AMD Instinct™ MI100 microarchitecture#
2024-09-11
7 min read time
The following image shows the node-level architecture of a system that comprises two AMD EPYC™ processors and (up to) eight AMD Instinct™ accelerators. The two EPYC processors are connected to each other with the AMD Infinity™ fabric which provides a high-bandwidth (up to 18 GT/sec) and coherent links such that each processor can access the available node memory as a single shared-memory domain in a non-uniform memory architecture (NUMA) fashion. In a 2P, or dual-socket, configuration, three AMD Infinity™ fabric links are available to connect the processors plus one PCIe Gen 4 x16 link per processor can attach additional I/O devices such as the host adapters for the network fabric.
In a typical node configuration, each processor can host up to four AMD Instinct™ accelerators that are attached using PCIe Gen 4 links at 16 GT/sec, which corresponds to a peak bidirectional link bandwidth of 32 GB/sec. Each hive of four accelerators can participate in a fully connected, coherent AMD Instinct™ fabric that connects the four accelerators using 23 GT/sec AMD Infinity fabric links that run at a higher frequency than the inter-processor links.

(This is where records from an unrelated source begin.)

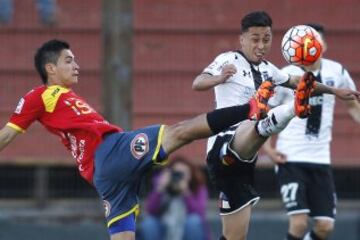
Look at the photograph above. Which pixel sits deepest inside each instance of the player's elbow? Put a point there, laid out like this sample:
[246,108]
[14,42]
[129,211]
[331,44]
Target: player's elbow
[196,86]
[182,133]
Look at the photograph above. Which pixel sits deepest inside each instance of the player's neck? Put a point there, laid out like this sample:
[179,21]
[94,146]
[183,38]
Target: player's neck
[314,67]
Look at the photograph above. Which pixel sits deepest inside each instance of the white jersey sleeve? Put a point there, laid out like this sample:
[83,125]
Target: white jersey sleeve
[219,62]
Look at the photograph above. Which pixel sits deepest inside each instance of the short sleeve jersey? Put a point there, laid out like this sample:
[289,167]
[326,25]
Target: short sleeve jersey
[68,116]
[296,141]
[239,88]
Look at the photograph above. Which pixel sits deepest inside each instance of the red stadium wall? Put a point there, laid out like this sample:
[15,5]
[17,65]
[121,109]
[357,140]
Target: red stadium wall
[173,41]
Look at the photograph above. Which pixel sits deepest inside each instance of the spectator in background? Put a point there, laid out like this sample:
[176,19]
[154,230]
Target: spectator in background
[46,10]
[302,152]
[176,207]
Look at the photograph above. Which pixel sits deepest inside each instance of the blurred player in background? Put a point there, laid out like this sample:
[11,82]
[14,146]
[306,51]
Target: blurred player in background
[302,152]
[114,161]
[235,76]
[176,207]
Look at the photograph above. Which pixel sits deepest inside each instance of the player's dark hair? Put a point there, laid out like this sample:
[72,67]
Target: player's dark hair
[256,19]
[49,52]
[318,27]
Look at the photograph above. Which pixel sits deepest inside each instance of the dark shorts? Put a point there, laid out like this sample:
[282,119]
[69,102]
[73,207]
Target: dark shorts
[307,188]
[120,162]
[231,175]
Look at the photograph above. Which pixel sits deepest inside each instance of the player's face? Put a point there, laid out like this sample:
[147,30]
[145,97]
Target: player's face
[256,43]
[67,70]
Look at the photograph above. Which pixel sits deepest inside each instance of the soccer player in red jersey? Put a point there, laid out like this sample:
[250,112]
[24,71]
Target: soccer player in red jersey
[111,160]
[107,157]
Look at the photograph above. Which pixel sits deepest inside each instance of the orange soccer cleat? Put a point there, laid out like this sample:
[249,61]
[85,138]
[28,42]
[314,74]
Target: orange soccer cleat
[258,104]
[304,89]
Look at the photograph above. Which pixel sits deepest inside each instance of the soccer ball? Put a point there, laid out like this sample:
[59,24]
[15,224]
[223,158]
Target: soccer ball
[301,45]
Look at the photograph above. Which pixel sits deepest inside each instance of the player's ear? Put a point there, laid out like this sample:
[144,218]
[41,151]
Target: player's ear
[50,68]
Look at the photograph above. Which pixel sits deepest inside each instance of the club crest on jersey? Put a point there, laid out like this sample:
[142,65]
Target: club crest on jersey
[107,207]
[20,106]
[139,145]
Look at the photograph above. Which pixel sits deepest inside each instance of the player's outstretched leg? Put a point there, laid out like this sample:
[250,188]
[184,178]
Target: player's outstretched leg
[279,117]
[251,135]
[260,100]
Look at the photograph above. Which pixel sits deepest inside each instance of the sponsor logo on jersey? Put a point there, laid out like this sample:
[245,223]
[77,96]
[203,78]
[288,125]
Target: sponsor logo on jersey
[139,145]
[20,106]
[107,207]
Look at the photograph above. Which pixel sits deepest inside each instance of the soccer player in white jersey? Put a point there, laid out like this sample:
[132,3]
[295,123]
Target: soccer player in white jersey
[302,152]
[235,76]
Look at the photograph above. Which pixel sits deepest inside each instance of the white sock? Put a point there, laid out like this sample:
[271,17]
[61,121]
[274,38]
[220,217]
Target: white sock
[277,120]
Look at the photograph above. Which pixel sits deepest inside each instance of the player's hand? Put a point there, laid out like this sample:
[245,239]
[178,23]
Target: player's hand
[227,72]
[276,156]
[347,94]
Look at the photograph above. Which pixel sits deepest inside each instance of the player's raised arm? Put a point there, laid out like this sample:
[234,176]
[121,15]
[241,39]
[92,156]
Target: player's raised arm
[205,81]
[7,135]
[343,94]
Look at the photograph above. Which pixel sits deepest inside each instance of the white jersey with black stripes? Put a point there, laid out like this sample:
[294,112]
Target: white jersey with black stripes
[308,140]
[239,88]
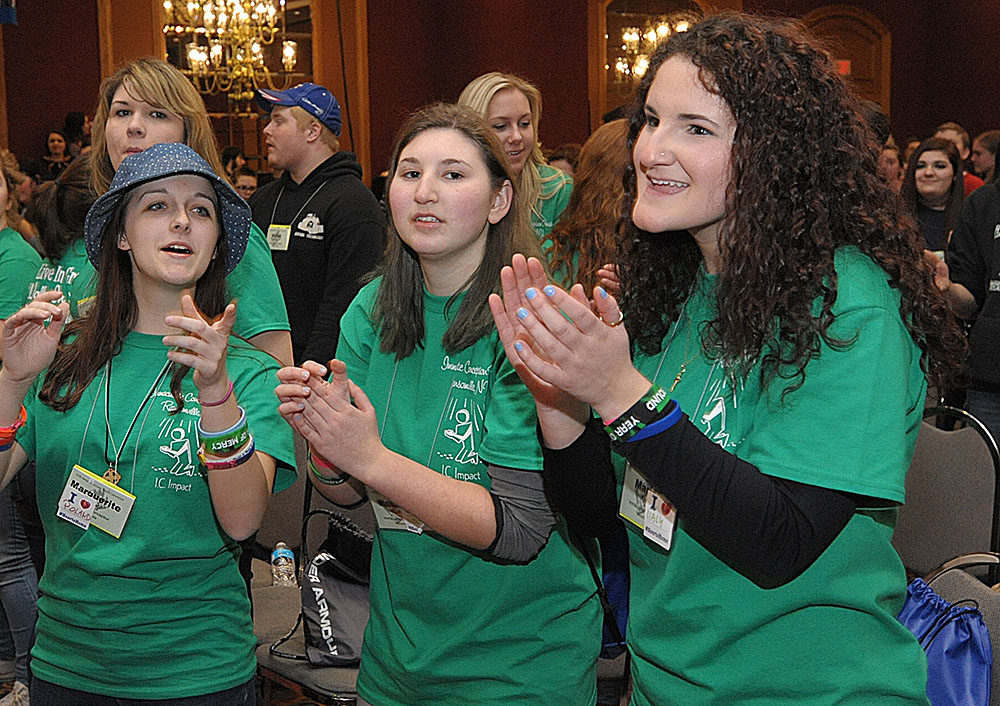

This inter-GPU link can be established in certified server systems if the GPUs are mounted in neighboring PCIe slots by installing the AMD Infinity Fabric™ bridge for the AMD Instinct™ accelerators.
Microarchitecture#
The microarchitecture of the AMD Instinct accelerators is based on the AMD CDNA architecture, which targets compute applications such as high-performance computing (HPC) and AI & machine learning (ML) that run on everything from individual servers to the world’s largest exascale supercomputers. The overall system architecture is designed for extreme scalability and compute performance.
The above image shows the AMD Instinct accelerator with its PCIe Gen 4 x16 link (16 GT/sec, at the bottom) that connects the GPU to (one of) the host processor(s). It also shows the three AMD Infinity Fabric ports that provide high-speed links (23 GT/sec, also at the bottom) to the other GPUs of the local hive.
On the left and right of the floor plan, the High Bandwidth Memory (HBM) attaches via the GPU memory controller. The MI100 generation of the AMD Instinct accelerator offers four stacks of HBM generation 2 (HBM2) for a total of 32GB with a 4,096bit-wide memory interface. The peak memory bandwidth of the attached HBM2 is 1.228 TB/sec at a memory clock frequency of 1.2 GHz.
The execution units of the GPU are depicted in the above image as Compute
Units (CU). There are a total 120 compute units that are physically organized
into eight Shader Engines (SE) with fifteen compute units per shader engine.
Each compute unit is further sub-divided into four SIMD units that process SIMD
instructions of 16 data elements per instruction. This enables the CU to process
64 data elements (a so-called ‘wavefront’) at a peak clock frequency of 1.5 GHz.
Therefore, the theoretical maximum FP64 peak performance is 11.5 TFLOPS
(4 [SIMD units] x 16 [elements per instruction] x 120 [CU] x 1.5 [GHz]
).
The preceding image shows the block diagram of a single CU of an AMD Instinct™ MI100 accelerator and summarizes how instructions flow through the execution engines. The CU fetches the instructions via a 32KB instruction cache and moves them forward to execution via a dispatcher. The CU can handle up to ten wavefronts at a time and feed their instructions into the execution unit. The execution unit contains 256 vector general-purpose registers (VGPR) and 800 scalar general-purpose registers (SGPR). The VGPR and SGPR are dynamically allocated to the executing wavefronts. A wavefront can access a maximum of 102 scalar registers. Excess scalar-register usage will cause register spilling and thus may affect execution performance.
A wavefront can occupy any number of VGPRs from 0 to 256, directly affecting occupancy; that is, the number of concurrently active wavefronts in the CU. For instance, with 119 VGPRs used, only two wavefronts can be active in the CU at the same time. With the instruction latency of four cycles per SIMD instruction, the occupancy should be as high as possible such that the compute unit can improve execution efficiency by scheduling instructions from multiple wavefronts.
Computation and Data Type |
FLOPS/CLOCK/CU |
Peak TFLOPS |
---|---|---|
Vector FP64 |
64 |
11.5 |
Matrix FP32 |
256 |
46.1 |
Vector FP32 |
128 |
23.1 |
Matrix FP16 |
1024 |
184.6 |
Matrix BF16 |
512 |
92.3 |